The histogram represents a grouped frequency distribution with continuous classes. It is a diagram in which a set of rectangular bars are drawn with bases along with the intervals between the class boundaries. The height of the rectangular bar is equal to the corresponding frequencies of similar as well as for different classes, and all plotted rectangular bars are adjacent to each other.

**How to draw a Histogram?**

Following given are the steps to draw a histogram:

**Step 1:** The first thing that is to be done while drawing the histogram is to decide the title of the graph based on the category of the given data set.

**Step 2:** The second step is to draw two axes- x-axis and y-axis and then mark the class intervals on the horizontal axis (x-axis) and frequencies on the vertical axis (y-axis).

**Step 3:** Now decide the range of the scale based on the values given in the data set. It is important to note that the scale range should match on both axes.

**Step 4:** Now is the time to draw the rectangular bars on the horizontal axis (x-axis) with bases as class intervals and heights equal to the corresponding frequencies and you can check Beacon construction.

**Keep the below-given points in mind while constructing a histogram:**

- The determined title should be short and meaningful representing the category of a given set of data.
- If class intervals are inclusive, convert them to exclusive intervals.
- The length of each rectangular bar should be equal to the corresponding class frequencies in case the intervals are equal.
- Remember to draw the rectangular bars on each class interval as class limits are marked on the x-axis and frequencies are marked on the y-axis.
- And the area of each rectangular bar is equal to the corresponding class frequencies in case the intervals are unequal.

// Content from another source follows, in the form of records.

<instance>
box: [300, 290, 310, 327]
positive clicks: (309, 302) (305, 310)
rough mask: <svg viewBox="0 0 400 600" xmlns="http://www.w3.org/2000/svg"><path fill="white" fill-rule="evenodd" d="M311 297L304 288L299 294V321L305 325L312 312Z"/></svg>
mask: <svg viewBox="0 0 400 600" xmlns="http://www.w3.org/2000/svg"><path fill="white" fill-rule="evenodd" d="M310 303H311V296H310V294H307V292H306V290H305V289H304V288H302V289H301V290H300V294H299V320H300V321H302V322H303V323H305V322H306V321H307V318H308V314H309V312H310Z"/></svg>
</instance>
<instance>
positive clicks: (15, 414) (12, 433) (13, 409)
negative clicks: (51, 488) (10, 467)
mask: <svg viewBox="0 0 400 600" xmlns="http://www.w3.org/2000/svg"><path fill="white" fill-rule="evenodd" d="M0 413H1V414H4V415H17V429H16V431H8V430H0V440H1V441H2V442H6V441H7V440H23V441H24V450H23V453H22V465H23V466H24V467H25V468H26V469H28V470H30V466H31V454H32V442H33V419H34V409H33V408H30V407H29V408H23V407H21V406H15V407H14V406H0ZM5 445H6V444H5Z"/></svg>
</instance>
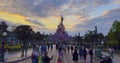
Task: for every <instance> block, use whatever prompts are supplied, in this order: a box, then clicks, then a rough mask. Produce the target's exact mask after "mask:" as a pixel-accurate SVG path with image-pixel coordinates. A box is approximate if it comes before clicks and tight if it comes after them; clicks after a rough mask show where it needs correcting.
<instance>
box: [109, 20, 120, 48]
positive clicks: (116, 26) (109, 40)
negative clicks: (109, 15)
mask: <svg viewBox="0 0 120 63" xmlns="http://www.w3.org/2000/svg"><path fill="white" fill-rule="evenodd" d="M119 35H120V22H119V21H118V20H116V21H114V23H113V25H112V28H111V29H110V31H109V32H108V40H109V41H108V42H109V43H108V45H111V46H115V47H117V46H120V37H119ZM112 42H113V43H112Z"/></svg>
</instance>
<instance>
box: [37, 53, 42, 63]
mask: <svg viewBox="0 0 120 63" xmlns="http://www.w3.org/2000/svg"><path fill="white" fill-rule="evenodd" d="M38 63H42V54H41V53H39V56H38Z"/></svg>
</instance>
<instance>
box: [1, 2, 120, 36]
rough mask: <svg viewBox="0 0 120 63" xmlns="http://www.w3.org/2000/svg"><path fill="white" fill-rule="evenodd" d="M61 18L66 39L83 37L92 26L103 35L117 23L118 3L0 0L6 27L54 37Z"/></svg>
mask: <svg viewBox="0 0 120 63" xmlns="http://www.w3.org/2000/svg"><path fill="white" fill-rule="evenodd" d="M61 16H63V17H64V26H65V28H66V31H67V32H68V34H69V35H72V36H74V35H75V34H77V33H81V36H83V35H84V34H85V33H86V32H87V31H88V30H91V31H93V30H94V27H95V26H97V27H98V33H103V34H104V35H107V34H108V32H109V30H110V28H111V27H112V23H113V22H114V21H115V20H118V21H120V0H0V19H3V20H5V21H6V22H7V23H8V25H10V26H13V25H14V26H16V25H20V24H23V25H30V26H31V27H32V28H33V30H35V31H40V32H41V33H48V34H49V33H52V34H54V33H55V31H56V29H57V25H58V24H59V23H60V17H61ZM11 29H12V27H10V28H9V30H11Z"/></svg>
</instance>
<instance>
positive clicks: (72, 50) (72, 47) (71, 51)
mask: <svg viewBox="0 0 120 63" xmlns="http://www.w3.org/2000/svg"><path fill="white" fill-rule="evenodd" d="M71 52H72V53H73V45H71Z"/></svg>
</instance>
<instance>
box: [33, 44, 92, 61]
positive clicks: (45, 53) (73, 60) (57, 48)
mask: <svg viewBox="0 0 120 63" xmlns="http://www.w3.org/2000/svg"><path fill="white" fill-rule="evenodd" d="M50 47H51V50H52V49H53V45H52V44H51V45H40V46H39V49H37V47H36V46H34V47H33V52H32V55H31V59H32V63H50V60H52V58H53V56H51V57H48V50H49V48H50ZM56 50H57V51H58V58H57V62H56V63H63V55H64V53H70V52H71V53H72V60H73V62H74V63H78V57H80V60H84V61H85V62H86V56H87V54H89V55H90V63H93V49H92V48H89V49H88V48H87V47H85V46H80V45H65V44H58V45H57V44H56ZM88 50H89V51H88Z"/></svg>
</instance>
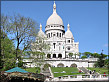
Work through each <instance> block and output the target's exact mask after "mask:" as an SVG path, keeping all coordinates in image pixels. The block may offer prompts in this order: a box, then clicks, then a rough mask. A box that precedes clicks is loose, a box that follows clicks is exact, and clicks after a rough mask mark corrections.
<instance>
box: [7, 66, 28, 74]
mask: <svg viewBox="0 0 109 82" xmlns="http://www.w3.org/2000/svg"><path fill="white" fill-rule="evenodd" d="M5 72H22V73H28V72H27V71H25V70H23V69H21V68H19V67H15V68H12V69H10V70H7V71H5Z"/></svg>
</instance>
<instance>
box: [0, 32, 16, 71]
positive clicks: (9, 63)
mask: <svg viewBox="0 0 109 82" xmlns="http://www.w3.org/2000/svg"><path fill="white" fill-rule="evenodd" d="M1 59H2V62H1V64H2V67H3V70H7V69H10V68H13V67H15V61H16V60H15V47H14V45H13V42H12V41H11V40H10V39H9V38H8V37H7V35H6V34H5V33H4V32H3V31H1Z"/></svg>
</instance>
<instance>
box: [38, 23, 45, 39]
mask: <svg viewBox="0 0 109 82" xmlns="http://www.w3.org/2000/svg"><path fill="white" fill-rule="evenodd" d="M38 37H42V38H44V37H46V35H45V33H44V32H43V31H42V25H41V24H40V30H39V32H38Z"/></svg>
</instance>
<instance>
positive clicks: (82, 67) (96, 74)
mask: <svg viewBox="0 0 109 82" xmlns="http://www.w3.org/2000/svg"><path fill="white" fill-rule="evenodd" d="M78 68H79V69H80V70H82V71H83V72H84V73H85V74H90V71H89V70H88V69H86V68H84V67H78ZM94 74H96V75H99V73H97V72H95V73H94Z"/></svg>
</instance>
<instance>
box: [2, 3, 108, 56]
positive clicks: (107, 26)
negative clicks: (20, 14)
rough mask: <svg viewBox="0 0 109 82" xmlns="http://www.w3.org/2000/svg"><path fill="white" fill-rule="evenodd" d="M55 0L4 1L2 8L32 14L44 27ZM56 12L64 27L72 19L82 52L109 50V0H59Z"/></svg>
mask: <svg viewBox="0 0 109 82" xmlns="http://www.w3.org/2000/svg"><path fill="white" fill-rule="evenodd" d="M53 3H54V2H53V1H2V2H1V12H2V13H3V14H6V15H13V14H14V13H19V14H21V15H23V16H25V17H30V18H32V19H33V20H35V21H36V22H38V23H39V24H40V23H41V24H42V30H43V31H45V26H46V21H47V19H48V17H49V16H50V15H51V14H52V12H53ZM56 6H57V10H56V11H57V13H58V15H59V16H60V17H61V18H62V20H63V23H64V26H65V31H66V30H67V24H68V22H69V24H70V29H71V31H72V33H73V36H74V40H75V42H79V51H80V52H86V51H89V52H92V53H94V52H97V53H101V51H102V49H103V50H104V51H103V53H104V54H108V2H107V1H56Z"/></svg>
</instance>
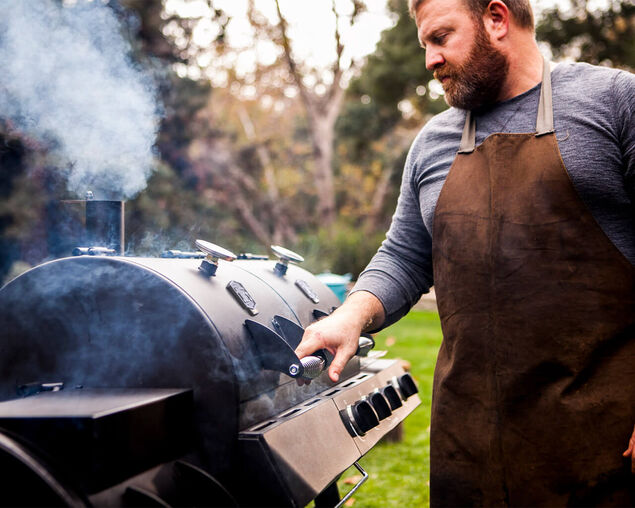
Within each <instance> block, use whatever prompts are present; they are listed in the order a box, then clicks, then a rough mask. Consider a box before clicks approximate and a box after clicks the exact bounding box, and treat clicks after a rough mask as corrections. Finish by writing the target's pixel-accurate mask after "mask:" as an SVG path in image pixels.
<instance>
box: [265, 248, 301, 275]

**What are the types of Histograms?**

The histogram is categorized into different types based on the frequency distribution of the given data such as normal distribution, bimodal distribution, multimodal distribution, skewed distribution, edge peak distribution, and so on. Following are different types of the histogram:

**Normal Histogram:**A histogram having normal distribution is also known as a bell-shaped histogram. The histogram just has a single peak and therefore, is called a bell-shaped histogram.

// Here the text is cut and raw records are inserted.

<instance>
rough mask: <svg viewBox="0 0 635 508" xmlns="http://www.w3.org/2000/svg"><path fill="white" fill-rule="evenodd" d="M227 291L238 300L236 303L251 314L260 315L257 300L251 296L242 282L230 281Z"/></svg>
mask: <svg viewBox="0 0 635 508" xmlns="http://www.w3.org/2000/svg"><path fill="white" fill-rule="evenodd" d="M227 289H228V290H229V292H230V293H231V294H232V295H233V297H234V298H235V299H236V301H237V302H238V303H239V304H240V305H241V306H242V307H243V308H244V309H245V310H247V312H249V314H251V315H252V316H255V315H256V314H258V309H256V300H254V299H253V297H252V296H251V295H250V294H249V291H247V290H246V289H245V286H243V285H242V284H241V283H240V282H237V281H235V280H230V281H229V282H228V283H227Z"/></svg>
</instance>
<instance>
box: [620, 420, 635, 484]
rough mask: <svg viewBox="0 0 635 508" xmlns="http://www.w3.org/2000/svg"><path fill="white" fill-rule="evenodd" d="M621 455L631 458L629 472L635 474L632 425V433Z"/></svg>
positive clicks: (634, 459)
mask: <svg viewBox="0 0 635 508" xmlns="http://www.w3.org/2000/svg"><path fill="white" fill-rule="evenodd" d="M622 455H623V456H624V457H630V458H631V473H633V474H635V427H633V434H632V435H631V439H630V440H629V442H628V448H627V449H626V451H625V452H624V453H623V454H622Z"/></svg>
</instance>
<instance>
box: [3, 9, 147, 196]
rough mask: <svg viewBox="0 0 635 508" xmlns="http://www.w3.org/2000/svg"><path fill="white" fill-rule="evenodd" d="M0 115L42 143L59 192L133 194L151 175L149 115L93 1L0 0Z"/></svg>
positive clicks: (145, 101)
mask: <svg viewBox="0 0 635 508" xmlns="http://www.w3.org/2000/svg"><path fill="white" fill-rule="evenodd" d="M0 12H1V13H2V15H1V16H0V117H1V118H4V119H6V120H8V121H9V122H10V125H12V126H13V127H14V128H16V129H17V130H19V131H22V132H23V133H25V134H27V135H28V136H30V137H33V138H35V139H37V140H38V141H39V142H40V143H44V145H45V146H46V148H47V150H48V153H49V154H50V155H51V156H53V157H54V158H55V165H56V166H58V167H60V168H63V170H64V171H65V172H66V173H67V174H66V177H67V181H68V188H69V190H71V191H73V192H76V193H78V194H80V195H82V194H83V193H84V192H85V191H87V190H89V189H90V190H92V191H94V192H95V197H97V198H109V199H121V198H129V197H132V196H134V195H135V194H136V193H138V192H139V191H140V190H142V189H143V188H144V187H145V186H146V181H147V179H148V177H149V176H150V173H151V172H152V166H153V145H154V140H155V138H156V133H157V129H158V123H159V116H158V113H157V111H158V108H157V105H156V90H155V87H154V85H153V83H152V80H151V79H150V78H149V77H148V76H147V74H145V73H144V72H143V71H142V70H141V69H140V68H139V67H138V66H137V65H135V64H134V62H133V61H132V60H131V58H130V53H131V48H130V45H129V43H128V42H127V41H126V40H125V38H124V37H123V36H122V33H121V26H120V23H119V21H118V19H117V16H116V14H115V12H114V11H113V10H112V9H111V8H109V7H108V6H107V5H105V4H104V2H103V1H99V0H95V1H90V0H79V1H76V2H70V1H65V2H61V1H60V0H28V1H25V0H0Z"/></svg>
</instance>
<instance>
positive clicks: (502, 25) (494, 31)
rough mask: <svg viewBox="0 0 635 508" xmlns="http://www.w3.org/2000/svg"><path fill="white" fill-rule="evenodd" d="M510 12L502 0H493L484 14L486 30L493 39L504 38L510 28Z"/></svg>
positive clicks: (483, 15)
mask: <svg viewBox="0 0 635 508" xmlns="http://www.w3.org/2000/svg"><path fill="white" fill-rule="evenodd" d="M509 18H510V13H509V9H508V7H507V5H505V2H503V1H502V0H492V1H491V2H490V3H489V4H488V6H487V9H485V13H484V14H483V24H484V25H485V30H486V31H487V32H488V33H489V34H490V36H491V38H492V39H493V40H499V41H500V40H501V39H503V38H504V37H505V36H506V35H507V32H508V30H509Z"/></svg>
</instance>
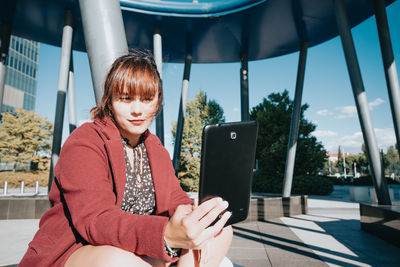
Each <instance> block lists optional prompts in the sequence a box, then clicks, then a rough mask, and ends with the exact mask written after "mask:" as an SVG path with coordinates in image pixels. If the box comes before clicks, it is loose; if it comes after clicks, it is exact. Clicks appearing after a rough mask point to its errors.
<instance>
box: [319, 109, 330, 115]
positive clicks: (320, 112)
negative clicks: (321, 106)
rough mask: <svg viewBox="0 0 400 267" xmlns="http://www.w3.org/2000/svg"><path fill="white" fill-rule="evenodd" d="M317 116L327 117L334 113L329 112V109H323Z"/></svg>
mask: <svg viewBox="0 0 400 267" xmlns="http://www.w3.org/2000/svg"><path fill="white" fill-rule="evenodd" d="M317 114H318V115H320V116H327V115H332V112H329V110H327V109H321V110H318V111H317Z"/></svg>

**Uniform Histogram:**A height of the plotted rectangular bars on the graph is more or less the same in the uniform histogram. It might involve distribution having several peaks.

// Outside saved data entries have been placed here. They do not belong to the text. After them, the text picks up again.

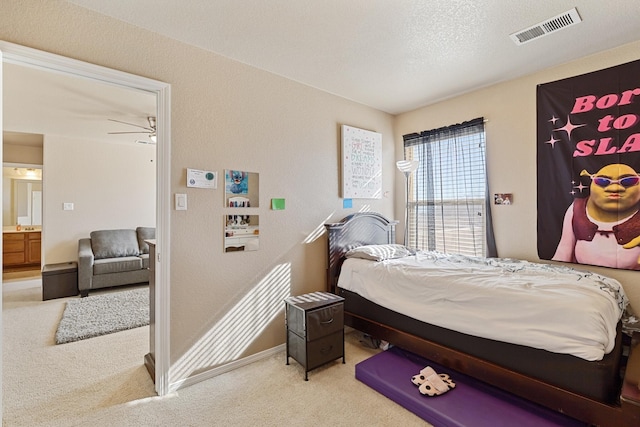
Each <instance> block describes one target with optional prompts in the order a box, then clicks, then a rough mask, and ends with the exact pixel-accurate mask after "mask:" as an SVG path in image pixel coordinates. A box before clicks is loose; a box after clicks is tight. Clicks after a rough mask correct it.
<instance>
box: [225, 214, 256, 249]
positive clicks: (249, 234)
mask: <svg viewBox="0 0 640 427" xmlns="http://www.w3.org/2000/svg"><path fill="white" fill-rule="evenodd" d="M224 224H225V226H224V251H225V252H238V251H257V250H258V249H259V248H260V220H259V217H258V215H225V216H224Z"/></svg>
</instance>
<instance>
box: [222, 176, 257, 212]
mask: <svg viewBox="0 0 640 427" xmlns="http://www.w3.org/2000/svg"><path fill="white" fill-rule="evenodd" d="M224 183H225V185H224V192H225V206H227V207H230V208H235V207H252V208H257V207H258V206H259V200H260V197H259V195H260V175H259V174H257V173H255V172H245V171H239V170H230V169H227V170H225V172H224ZM237 197H243V198H246V199H247V201H246V203H245V204H244V205H236V204H232V203H231V202H232V200H231V199H232V198H237ZM234 201H237V199H234Z"/></svg>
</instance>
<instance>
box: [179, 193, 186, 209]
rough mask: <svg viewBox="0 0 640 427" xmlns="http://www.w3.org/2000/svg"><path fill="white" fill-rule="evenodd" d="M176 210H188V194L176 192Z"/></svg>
mask: <svg viewBox="0 0 640 427" xmlns="http://www.w3.org/2000/svg"><path fill="white" fill-rule="evenodd" d="M176 210H177V211H186V210H187V195H186V194H176Z"/></svg>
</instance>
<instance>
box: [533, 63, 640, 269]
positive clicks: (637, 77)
mask: <svg viewBox="0 0 640 427" xmlns="http://www.w3.org/2000/svg"><path fill="white" fill-rule="evenodd" d="M639 172H640V61H633V62H630V63H626V64H622V65H619V66H615V67H611V68H607V69H604V70H600V71H595V72H592V73H588V74H584V75H581V76H576V77H571V78H567V79H563V80H559V81H555V82H551V83H546V84H541V85H538V88H537V184H538V196H537V202H538V256H539V257H540V258H541V259H547V260H555V261H564V262H571V263H578V264H589V265H597V266H603V267H612V268H620V269H628V270H640V213H639V212H638V209H639V204H640V176H639V175H638V174H639Z"/></svg>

**Bimodal Histogram:**A histogram having two peaks is called a bimodal histogram. Bimodality is the outcome of combining two types of observations in a single set of data.

**Symmetric Histogram:**After drawing a vertical line in the middle of a histogram if both the divided parts are identical in shape and size then the histogram is said to be symmetric.

**Skewed Histogram:**A skewed histogram is also known as an asymmetric histogram. After dividing the histogram into two identical halves if both the parts are not similar to each other in shape and size then the graph is called a skewed histogram. There are two types of skewed histograms- right-skewed histograms and left-skewed histograms.